There is no assessment of the road taken to reach the ATAR either. A student who overcame ferocious personal and societal disadvantage to earn a 70 would look exactly the same as a privileged and gifted student who put in a reasonable effort and achieved the same rank. From a University educator’s perspective, when the going gets tough, I’m pretty sure I know who is more likely to stay in the course and develop the right skill set. We see the ‘gifted but unfocused’ drift in, realise that actual work is required and then drift out again with monotonous regularity. The strugglers, the strivers, the ones who had to fight through to get here – that tenacity would be wonderful to measure.
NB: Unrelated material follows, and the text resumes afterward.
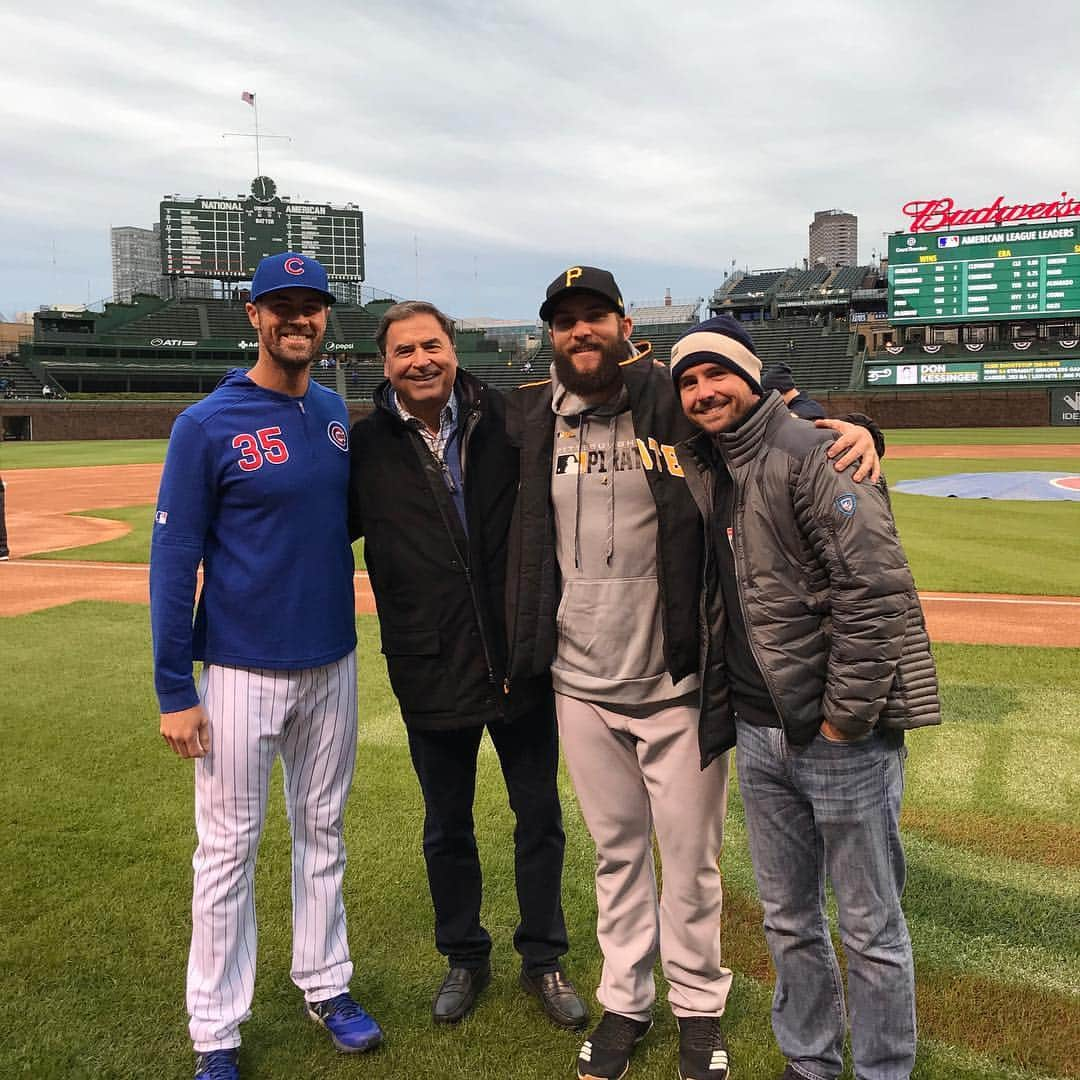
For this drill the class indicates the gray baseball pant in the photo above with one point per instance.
(634, 775)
The ATAR serves a useful purpose as a number that we can use to say “These students can come in” and “these can’t”, except that a number of factors affect the setting of that cut-off. The first is that high prestige courses lose that prestige if you drop the cut-off. Students from certain backgrounds will not select low ATAR courses, even if they are known to be of higher value or rigour, because they reverse shop on the cut-off score. The notion that being a single ATAR point short of getting in is anything other than noise is, obviously, not valid. It’s not as if we sat down and said that the ATAR corresponds to a certain combination of all of these desirable traits and being one short is just not good enough.

Craven makes a good point. The ATAR is a convenient tool but a meaningless number. Determining the genuine qualities of a student is not easy and working out which qualities map to the ‘ideal’ student who will perform well in the University setting is nigh-on impossible. True quality assessment is multi-faceted. It allow for bad years, slow starts or disadvantage, and alternative pathways. Education is opportunity – using quality as an argument to exclude people is a weapon that has been overused in the past and should be put down now. We seem to believe that hitting the government goal of 40% of the population entering higher education requires us to let in just about anyone and the sky will fall – low quality will ruin us! As Craven says, if the OECD can achieve 40%, why can’t we? Are we really all that special?

Craven makes two points that really resonate with me. Firstly, that it is the graduates that come out that determine the final quality. To be honest, if you want to see how good a University is, look at its graduates in about 20 years. You’ll know about the person and the institution by doing that. If the input quality of student is so important then what exactly is it that we are doing at the Uni level? Just minding them for three years while they… excel?

Secondly, that quality is not personal but national. To quote Craven again:

A country that discards its talent out of prejudice or poor policy fatally weakens its own productivity.

Determining the quality of a student but looking at one number, taken at a point where their personality has barely formed, which is not generous in its accommodation of struggle or disadvantage, is utterly the wrong way to express a complex concept such as quality.

What is quality? That’s the homework that Craven leaves us with – define “quality”. Really.